Assuming a free market, we can have rational expectations for what happens next. Over the weekend new variables were introduced to further reinforce downside pressure. China responded to Trump’s steel and aluminum tariffs by imposing tariffs of its own on 128 products. The highest tariffs of 25% will be imposed on top of existing duties on imports of US scrap aluminum and various kinds of frozen pork. A lower 15% tariff will be slapped on dozens of US foods including wine, fresh and dried fruits such as cherries, nuts such as almonds and pistachios, and various kinds of rolled steel bars. Of all the negative variables, we believe tariffs are the most potent. This rollout of Chinese trade retaliation is only the beginning. Wait until Robert Lighthizer announces Section 301 tariffs and then watch China really retaliate against big tech and aerospace.
Even in these early stages, the S&P is dropping intraday below its red line of 2581. Thus far, we are adding to our short exposure by buying a 5% allocation of QQQ puts under $157.

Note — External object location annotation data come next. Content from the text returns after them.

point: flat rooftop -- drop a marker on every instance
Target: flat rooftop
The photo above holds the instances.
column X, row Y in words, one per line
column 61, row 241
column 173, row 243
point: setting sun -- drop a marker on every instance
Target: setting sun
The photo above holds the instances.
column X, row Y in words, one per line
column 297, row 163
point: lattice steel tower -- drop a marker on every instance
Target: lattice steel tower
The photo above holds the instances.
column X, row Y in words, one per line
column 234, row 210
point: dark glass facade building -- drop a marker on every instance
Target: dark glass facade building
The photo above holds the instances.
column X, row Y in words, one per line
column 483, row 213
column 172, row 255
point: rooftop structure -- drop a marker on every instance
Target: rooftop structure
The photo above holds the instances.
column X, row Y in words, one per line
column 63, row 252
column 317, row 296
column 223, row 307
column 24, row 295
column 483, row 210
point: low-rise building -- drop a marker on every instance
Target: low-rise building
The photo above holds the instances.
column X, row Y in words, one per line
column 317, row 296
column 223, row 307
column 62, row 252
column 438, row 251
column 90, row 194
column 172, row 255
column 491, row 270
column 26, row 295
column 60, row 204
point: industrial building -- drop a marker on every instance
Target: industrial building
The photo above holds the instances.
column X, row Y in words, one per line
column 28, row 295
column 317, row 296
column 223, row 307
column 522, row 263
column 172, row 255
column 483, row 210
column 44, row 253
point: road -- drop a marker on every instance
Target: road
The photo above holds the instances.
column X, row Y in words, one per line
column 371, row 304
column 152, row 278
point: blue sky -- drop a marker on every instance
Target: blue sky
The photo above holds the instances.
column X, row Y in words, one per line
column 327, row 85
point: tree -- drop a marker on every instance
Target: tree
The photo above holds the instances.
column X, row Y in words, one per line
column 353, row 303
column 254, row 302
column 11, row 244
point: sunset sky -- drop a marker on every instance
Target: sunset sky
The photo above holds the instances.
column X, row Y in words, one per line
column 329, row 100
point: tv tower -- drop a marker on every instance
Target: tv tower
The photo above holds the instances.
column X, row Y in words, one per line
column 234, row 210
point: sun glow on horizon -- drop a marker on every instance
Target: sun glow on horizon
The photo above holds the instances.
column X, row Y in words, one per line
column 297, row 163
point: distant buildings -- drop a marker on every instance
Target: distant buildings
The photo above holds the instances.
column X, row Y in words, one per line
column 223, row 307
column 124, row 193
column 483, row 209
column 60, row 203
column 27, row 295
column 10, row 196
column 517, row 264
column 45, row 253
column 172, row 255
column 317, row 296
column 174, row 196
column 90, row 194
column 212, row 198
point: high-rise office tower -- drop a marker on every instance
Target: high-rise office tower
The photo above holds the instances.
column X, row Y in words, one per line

Our major portfolio move will occur if the S&P closes below 2581 and then opens below 2581 the next trading day. 2581 represents a risk of market crash. If this breach happens, we will utilize all remaining cash to purchase more QQQ puts. This fully loaded allocation will be held for as long as the S&P is below 2581. A first attempt at implementing a fully loaded downside portfolio could be initiated this week.